If Friday night’s district court ruling that the Affordable Care Act is unconstitutional were to be upheld, far more than the law’s most high-profile provisions would be at stake.

In fact, canceling the law in full — as Judge Reed O’Connor in Fort Worth, Texas, ordered in his 55-page decision — could thrust the entire health care system into chaos.
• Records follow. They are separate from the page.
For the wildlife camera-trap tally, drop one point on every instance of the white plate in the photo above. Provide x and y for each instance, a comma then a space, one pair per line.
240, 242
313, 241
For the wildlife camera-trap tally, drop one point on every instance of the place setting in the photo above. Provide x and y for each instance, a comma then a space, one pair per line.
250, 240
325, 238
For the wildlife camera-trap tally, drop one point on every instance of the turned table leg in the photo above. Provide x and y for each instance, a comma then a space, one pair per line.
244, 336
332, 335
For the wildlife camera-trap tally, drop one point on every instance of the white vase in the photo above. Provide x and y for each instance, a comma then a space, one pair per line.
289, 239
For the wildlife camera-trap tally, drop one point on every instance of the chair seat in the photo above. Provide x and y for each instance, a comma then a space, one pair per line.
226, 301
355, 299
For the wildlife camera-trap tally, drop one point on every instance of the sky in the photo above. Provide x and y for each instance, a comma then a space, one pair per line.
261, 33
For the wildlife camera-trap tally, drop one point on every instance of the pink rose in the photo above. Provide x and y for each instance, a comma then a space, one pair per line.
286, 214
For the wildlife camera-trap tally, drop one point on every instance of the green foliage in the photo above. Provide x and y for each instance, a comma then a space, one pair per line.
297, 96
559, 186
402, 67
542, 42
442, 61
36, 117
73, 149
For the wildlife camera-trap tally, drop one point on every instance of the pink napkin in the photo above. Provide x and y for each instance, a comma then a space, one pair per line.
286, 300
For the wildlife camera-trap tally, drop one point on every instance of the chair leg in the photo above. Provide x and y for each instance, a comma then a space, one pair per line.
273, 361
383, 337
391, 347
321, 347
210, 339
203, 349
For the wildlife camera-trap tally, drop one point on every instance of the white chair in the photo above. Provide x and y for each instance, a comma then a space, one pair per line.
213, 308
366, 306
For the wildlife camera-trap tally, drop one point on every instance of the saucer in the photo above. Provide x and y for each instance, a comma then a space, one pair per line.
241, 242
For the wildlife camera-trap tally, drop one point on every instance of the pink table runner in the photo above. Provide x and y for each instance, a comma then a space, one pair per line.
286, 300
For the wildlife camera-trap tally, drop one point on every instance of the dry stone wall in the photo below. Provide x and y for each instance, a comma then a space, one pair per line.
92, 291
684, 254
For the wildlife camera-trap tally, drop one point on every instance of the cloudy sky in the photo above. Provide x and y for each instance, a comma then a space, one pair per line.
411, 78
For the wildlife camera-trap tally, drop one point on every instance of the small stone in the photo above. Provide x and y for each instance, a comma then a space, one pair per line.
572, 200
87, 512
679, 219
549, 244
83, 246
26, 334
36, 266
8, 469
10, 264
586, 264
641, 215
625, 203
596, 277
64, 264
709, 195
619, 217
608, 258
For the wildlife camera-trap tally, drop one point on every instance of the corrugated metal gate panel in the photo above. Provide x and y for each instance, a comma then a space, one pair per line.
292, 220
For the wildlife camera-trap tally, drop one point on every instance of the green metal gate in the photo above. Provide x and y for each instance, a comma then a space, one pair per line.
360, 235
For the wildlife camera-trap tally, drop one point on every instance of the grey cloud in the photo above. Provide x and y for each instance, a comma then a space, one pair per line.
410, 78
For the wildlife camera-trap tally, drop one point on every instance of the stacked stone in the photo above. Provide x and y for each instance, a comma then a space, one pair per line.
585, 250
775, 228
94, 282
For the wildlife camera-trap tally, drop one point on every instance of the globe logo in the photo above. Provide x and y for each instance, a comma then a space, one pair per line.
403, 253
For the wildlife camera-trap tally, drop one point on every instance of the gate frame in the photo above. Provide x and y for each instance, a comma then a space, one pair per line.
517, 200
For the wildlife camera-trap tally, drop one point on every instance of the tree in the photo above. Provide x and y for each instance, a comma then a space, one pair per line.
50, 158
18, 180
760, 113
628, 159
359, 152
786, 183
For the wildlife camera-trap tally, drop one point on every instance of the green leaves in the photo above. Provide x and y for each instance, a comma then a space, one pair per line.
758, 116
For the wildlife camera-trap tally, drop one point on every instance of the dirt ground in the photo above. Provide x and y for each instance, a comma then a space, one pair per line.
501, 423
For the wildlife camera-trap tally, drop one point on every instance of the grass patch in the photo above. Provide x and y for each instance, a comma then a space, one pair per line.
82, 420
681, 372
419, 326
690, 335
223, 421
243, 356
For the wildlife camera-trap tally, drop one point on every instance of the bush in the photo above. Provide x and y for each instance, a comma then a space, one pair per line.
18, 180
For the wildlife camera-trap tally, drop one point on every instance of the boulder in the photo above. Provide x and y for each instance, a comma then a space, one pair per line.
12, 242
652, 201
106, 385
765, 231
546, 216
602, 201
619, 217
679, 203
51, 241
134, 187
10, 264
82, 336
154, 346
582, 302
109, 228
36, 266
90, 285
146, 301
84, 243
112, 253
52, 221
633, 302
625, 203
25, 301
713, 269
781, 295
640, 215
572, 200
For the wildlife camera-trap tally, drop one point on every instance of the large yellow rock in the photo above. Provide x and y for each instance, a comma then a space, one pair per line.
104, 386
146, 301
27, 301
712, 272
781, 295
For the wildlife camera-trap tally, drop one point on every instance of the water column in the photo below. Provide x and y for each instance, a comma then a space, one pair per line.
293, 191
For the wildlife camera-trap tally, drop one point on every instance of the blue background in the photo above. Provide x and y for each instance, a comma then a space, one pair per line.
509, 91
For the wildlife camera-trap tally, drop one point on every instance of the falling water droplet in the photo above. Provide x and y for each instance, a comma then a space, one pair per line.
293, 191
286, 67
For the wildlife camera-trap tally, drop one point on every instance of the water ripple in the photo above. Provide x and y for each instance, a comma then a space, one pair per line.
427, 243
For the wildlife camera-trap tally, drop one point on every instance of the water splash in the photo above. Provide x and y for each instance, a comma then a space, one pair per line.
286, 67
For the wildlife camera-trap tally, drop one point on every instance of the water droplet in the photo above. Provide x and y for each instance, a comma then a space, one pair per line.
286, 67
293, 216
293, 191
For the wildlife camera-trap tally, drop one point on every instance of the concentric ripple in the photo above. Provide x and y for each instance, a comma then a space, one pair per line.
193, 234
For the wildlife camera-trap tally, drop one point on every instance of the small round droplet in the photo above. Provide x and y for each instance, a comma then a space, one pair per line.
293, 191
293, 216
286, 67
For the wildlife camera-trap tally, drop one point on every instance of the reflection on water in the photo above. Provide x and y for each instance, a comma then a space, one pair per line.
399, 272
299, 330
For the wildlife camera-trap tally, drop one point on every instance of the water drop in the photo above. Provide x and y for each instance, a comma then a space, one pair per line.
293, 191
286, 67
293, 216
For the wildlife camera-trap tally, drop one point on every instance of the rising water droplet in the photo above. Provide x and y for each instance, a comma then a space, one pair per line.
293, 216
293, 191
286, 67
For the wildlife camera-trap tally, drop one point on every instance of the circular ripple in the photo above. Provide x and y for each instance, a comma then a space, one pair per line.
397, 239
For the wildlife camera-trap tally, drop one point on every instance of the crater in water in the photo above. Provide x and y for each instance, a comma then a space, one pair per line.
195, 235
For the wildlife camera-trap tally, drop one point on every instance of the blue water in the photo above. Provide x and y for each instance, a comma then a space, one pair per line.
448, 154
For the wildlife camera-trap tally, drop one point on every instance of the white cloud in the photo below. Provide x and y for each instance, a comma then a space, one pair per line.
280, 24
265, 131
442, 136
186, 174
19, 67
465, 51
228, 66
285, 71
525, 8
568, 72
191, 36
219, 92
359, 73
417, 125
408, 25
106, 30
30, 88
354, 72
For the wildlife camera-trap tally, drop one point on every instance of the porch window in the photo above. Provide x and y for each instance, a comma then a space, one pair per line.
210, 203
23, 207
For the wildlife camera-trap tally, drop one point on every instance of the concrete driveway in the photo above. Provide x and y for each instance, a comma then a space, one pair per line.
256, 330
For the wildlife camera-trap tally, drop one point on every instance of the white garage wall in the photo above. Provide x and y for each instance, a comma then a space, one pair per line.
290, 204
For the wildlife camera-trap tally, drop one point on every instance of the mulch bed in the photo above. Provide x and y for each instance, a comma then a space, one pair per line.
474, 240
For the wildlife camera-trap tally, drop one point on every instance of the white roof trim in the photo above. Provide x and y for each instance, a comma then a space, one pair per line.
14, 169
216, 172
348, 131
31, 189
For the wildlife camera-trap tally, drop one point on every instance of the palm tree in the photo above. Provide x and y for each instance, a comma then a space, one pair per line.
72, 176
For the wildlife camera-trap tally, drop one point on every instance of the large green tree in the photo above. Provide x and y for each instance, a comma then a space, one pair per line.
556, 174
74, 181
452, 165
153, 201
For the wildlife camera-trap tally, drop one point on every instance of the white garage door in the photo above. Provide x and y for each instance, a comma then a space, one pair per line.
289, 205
“To erase a law that is so interwoven into the health care system blows up every part of it,” said Sara Rosenbaum, a health law professor at the George Washington University School of Public Health. “In law they have names for these — they are called super statutes,” she said. “And [the ACA] is a super statute. It has changed everything about how we get health care.” That concept was developed by Abbe Gluck, a professor at Yale Law School.

The decision is a long way from implementation. O’Connor still must rule on several other aspects of the suit brought by 18 Republican attorneys general and two GOP governors. And a group of state Democratic attorneys general has promised to appeal O’Connor’s decision, which would send it to the 5th Circuit Court of Appeals and, possibly, the U.S. Supreme Court. The high court has rejected two previous efforts, in 2012 and 2015, to find the law unconstitutional.

Meanwhile, here are five ways that eliminating the ACA could upend health care for many, if not most, Americans:


1. Millions could lose coverage directly

More than 20 million Americans who previously were uninsured gained coverage from 2010 to 2017. Some of that was due to an improving economy, but many also gained the ability to buy their own coverage through the law’s federal subsidies to defray the cost of insurance. Other provisions of the Affordable Care Act played a significant role, including its ban on restrictions for people with preexisting medical conditions, expansion of the Medicaid program to more low-income adults and allowing adult children to stay on their parents’ health plans until reaching age 26.

If the law were reversed, federal funding for Medicaid and individual insurance subsidies would stop, and insurers could once again refuse coverage to people with health problems or charge them more.